8/26/07

Sunday Homily


"Christ at the Door of Heaven" by Elizabeth Wang

Homily - 21st Sunday in Ordinary Time – C
Isaiah 66:18-21
Hebrews 12:5-7, 11-13
Luke 13:22-30

Earlier this summer,
the Vatican issued a brief document, only three pages long, entitled:
Responses to Some Questions
Regarding Certain Aspects
of the Doctrine on the Church.
(The title is almost as long as the document!)

Because of the way the media reported on this,
I have heard many people saying:
“I can’t believe the Vatican is saying
you have to be Catholic to be saved!”

Well, the document doesn’t say that at all.
In fact in one place it states that
“the Spirit of Christ does not refrain
from using (these separated churches and ecclesial communities)
as instruments of salvation…”
Seems pretty clear to me:
the Holy Spirit uses separated churches and ecclesial communities
as paths to salvation.

What the document does assert is that the Catholic Church
is the Church established by Christ.
Not too much new in that claim.
We believe we’re right about some things
and that others are wrong about those same things.
Guess what?
That’s just what those
“separated churches and other ecclesial communities” think, too!
They think that they’re right about some things
and that Catholics are wrong about those same things.
Are they reticent to claim that?
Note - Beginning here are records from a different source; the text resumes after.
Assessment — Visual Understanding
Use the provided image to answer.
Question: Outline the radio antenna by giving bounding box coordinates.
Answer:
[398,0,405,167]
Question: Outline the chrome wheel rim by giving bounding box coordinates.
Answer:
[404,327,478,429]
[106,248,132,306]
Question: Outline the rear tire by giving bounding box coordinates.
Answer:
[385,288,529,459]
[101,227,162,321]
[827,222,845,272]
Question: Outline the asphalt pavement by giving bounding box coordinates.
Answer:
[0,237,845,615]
Not at all.
They became separated churches by protesting
that the Catholic Church was in error.

Do these differences matter?
Yes, they do!
If they didn’t matter, we’d all still be one Church.
The differences matter enough that groups within the Body of Christ
have split off, one from another.
Christendom is a divided kingdom and that is a scandal,
that we fail Christ’s desire
that we all be one as he and his Father are one.
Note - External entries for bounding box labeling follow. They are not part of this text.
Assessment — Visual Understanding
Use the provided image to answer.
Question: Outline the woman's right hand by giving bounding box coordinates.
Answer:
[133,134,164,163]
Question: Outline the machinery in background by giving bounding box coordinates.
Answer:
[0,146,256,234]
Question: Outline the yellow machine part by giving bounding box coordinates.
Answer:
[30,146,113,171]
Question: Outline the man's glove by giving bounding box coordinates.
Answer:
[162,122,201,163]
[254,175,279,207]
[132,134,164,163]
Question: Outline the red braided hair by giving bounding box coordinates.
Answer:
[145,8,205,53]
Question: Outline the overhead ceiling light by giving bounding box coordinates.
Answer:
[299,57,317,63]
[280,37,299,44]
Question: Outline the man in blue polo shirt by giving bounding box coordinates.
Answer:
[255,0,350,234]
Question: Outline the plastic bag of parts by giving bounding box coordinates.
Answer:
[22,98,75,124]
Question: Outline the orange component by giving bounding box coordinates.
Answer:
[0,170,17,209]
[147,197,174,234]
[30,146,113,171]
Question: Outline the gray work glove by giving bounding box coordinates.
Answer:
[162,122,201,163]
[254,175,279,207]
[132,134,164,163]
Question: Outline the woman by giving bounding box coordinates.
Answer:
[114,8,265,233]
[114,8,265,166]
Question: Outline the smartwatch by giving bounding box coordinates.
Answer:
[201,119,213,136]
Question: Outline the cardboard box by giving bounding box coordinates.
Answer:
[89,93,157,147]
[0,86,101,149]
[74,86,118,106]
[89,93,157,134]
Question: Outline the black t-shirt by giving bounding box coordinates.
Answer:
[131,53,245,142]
The scriptures today also get at the question of who will be saved
and give us several answers.
Isaiah envisions God’s people being gathered together
to make one offering of worship, together, to the one God,
in Jerusalem.
Jesus echoes this when he says,
“People will come from the east and the west and from the north and the south and will recline at table in the kingdom of God.”
But he also says that the door into the banquet hall of heaven
is a narrow one.
What’s it to be, then?
Will only a few be saved by squeezing through the narrow door?
(in which case - I’m in trouble!).
Or will the banquet hall be immense and the table so long
as to accommodate all God’s people?

Here’s the answer:
the hall is big enough and the table long enough
to seat every man, woman and child ever created by God.
The door is narrow but remember: the narrow door is only an image.
The narrow door is not a door but an image of a person,
and the person is Jesus.
We will enter heaven through our relationship with Christ -or-
for those who have never known Christ:
through lives lived sincerely in love and justice,
such that they will immediately recognize Christ
not only as the door to life eternal
but also as the perfect mirror
of all that was good and true in their lives.

The question, then, is not so much,
“How many will be saved?” or “How narrow is the door?”
The question is much more
“Will I recognize the door when I stand before him?
Will my life and how I lived it, will my faithfulness to Christ
(at least my fidelity to goodness, truth and justice)
enable me to recognize the door and the One who it for me?”

Some of you may have heard this story:
A woman was praying and said,
“Lord, I would like to know what Heaven and Hell are like."
The Lord led her to two doors.
He opened the first and, looking in,
the woman saw a great table with many people seated at it.
In the middle of the table was a large pot of delicious, savory stew
with more than enough for anyone.
But the people sitting around the table were thin and sickly.
They appeared to be famished in spite of the feast spread before them.
They were holding spoons with very long handles
and while each found it possible to reach into the pot of stew
and take a spoonful,
the handle was longer than their arms,
and so they could not get the spoons back to their mouths.

Then the Lord opened the second door.
The woman saw exactly the same scene:
the same feast, the large pots of stew and the same long spoons
but here the people were well nourished and plump,
laughing and talking.
She said, “Lord, I don’t understand.” "It’s simple,” he answered. "It requires just one thing. You see, these people know how to feed each other. They dip their long-handled spoons into the pot and feed each other across the table.”

The door to heaven, through which ALL are invited to pass
opens to those whose lives mirror
the self-giving life and love of Christ,
to all who learned in this life to serve and nourish the neighbor.

Christ gave us the altar of sacrifice,
this table of his sacrament,
that we might “rehearse” for when we are seated at his table
in the kingdom of heaven.

Christ is the door.
Christ is the altar; Christ is the sacrifice.
Christ is the table; Christ is the supper.
Christ is the server; Christ is the food.
Christ is the bread and wine.

If you recognize him here, come and share even now
in the banquet he has prepared for you - and for all.